Colley encouraged Lee to apply, when Lee said she wanted to learn more and be more prepared before starting her career as an educator.
“Two weeks before graduation, I was sitting down with Dr. Colley to go over a lesson I had written, and we were talking about one of my special students who had some behavior needs and … how I wish I had more of a frame of reference with what to do,” Lee said about deciding to attend grad school. “So she offered to help me get into the five-year program.”
Lee said the five-year program was a good choice, because now she is much more marketable in her career field, as well as more prepared for the classroom.

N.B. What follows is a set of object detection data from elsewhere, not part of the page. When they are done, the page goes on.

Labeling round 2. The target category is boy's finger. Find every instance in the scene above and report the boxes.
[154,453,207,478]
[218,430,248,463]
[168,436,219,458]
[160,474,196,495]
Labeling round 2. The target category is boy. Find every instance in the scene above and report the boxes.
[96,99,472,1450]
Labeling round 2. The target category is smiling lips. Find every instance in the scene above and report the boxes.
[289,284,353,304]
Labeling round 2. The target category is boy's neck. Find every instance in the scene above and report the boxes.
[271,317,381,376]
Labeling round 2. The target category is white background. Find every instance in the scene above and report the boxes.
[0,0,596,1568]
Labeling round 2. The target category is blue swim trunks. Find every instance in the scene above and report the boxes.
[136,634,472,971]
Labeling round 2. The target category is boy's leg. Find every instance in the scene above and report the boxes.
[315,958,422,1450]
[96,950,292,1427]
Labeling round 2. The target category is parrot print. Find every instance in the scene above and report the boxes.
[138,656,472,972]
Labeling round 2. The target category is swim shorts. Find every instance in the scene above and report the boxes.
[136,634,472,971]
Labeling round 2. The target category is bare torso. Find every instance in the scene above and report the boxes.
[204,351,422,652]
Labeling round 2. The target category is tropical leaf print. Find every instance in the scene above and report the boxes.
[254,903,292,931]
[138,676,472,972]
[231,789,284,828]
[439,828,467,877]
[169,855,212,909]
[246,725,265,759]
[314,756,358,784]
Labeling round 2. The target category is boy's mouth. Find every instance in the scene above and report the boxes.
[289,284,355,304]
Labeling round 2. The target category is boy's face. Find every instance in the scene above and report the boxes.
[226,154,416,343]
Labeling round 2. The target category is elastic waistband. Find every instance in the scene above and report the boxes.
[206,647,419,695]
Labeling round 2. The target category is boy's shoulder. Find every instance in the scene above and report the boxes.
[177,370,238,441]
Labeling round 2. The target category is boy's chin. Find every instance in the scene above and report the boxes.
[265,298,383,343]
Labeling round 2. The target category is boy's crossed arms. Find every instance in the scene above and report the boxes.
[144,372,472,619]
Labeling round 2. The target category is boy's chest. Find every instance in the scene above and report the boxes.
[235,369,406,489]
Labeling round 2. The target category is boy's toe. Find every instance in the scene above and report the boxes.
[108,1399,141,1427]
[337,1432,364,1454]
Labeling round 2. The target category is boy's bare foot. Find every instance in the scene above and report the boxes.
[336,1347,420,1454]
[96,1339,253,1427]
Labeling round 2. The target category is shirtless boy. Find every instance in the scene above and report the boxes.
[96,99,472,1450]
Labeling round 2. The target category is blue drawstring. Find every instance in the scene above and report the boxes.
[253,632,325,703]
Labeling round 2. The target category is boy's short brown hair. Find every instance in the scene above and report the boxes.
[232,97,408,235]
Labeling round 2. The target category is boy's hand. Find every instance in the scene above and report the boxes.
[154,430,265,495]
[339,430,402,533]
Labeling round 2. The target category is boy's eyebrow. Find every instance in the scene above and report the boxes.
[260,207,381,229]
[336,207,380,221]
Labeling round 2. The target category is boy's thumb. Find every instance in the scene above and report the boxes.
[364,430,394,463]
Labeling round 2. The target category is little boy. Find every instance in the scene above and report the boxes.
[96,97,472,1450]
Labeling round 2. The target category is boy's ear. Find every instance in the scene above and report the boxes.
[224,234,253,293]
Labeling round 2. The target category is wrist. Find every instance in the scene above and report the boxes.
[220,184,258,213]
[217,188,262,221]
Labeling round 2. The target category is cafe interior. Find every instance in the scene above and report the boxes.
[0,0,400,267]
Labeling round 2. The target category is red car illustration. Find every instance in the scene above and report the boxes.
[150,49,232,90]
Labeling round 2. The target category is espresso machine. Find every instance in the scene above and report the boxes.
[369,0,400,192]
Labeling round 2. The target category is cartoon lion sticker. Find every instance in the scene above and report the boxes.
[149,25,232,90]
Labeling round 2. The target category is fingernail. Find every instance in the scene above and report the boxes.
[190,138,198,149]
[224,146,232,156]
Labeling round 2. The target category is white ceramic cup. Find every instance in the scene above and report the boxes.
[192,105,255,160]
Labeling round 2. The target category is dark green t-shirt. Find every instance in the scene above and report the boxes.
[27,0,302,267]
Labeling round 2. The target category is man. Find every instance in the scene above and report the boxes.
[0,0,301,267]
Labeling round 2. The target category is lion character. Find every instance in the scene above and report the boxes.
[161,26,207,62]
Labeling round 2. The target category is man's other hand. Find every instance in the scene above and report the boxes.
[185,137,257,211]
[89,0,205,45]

Colley agrees. She said that special education has a 100 percent hiring rate, because over the past twenty years, special education has been a national critical shortage area in the educator field. Colley said Lee has a bright future ahead of her.
“Haley is a real natural in the classroom and she connects really well with all kids,” Colley said. “It’s a hard job, but it’s a wonderful job. And Haley’s going to do well wherever she goes.”
Lee is now on her third placement in local elementary schools to student teach and has already learned so much. She has no doubt that she’ll be prepared for her own classroom when she receives her masters in the spring, and is only slightly worried about the future.
“You learn something new from every school your in, all the teachers you work with, all the kids you work with,” Lee said. “And the more time you get to do it in a structured atmosphere with someone to help you, the better.”
Lee is also a member of Radford’s Student Counsel for Exceptional Children, who help raise awareness about students with special needs. Lee enjoys being busy, and she balances the club, student teaching and her lecture classes, while looking forward to her future as an educator.
“Hey look,” she chuckles, pulling out a full brown bag as she packs her book bag for her next class. “I didn’t eat my lunch. Oh, the life of a teacher.”